EA Psychotherapy Final Exam - Anxiety Flashcards
What set of three questions can assist to reduce the fear in anxiety?
Main questions for the individual steps of PP (Personal Positioning)
PP 1: Basic question: What causes concrete fear and where do you get the information that the negative can occur? → 3 objectives:
a) Verifying the certainty of knowledge:
Are you sure it’s like that? - Where do you get the knowledge from? - Is it knowledge?
What is real and factual?
[Breaking through pathological explanations / notions that have arisen on the basis of a high level of anxiety and provide “security” – a security that is all the more strongly grasped in anxious uncertainty, but which increases fear even more like in a vicious circle. → Learning to endure uncertainty; being able to leave things open; = application of epistemological basic knowledge]
b) Concretion and approach to reality:
How can you see that? - What is the basis of this knowledge?
c) Anchoring in reality
How will it be in real life? - What do you think will happen in real life?
PP 2: Basic question: What can I endure once?
a) Expectations and renunciation:
Do you need this in this particular situation - must it happen on this occasion?
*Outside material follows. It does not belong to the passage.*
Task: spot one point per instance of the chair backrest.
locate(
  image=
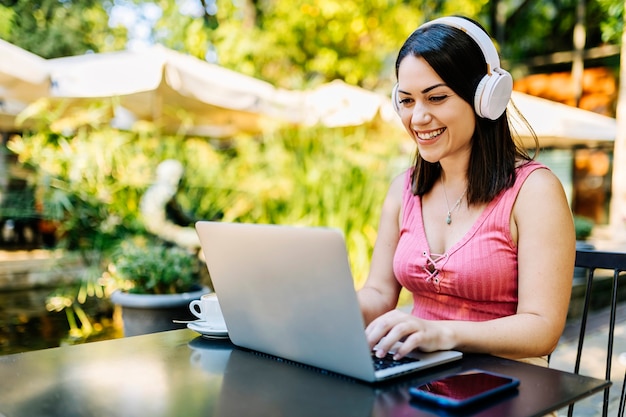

Does it take something away from me if I don’t get it this one time? What is it going to take away from me? Could you do without it this time?
b) Learning to endure a possible failure:
In this particular situation, could you bear it once, if what you fear happens?
…endure the negative consequences this one time? – Decision to being able to do something: Are you willing to (again) endure this misfortune? Þ Integration of possible failure into life = creation of reality with regard to existence (by this reference to the reality of existence → inner support → treatment of anticipatory anxiety)
c) Personal statement:
What do I think of what will be said/happen to me? Is it true, perhaps? Can I say, “Yes, that’s the way it is?”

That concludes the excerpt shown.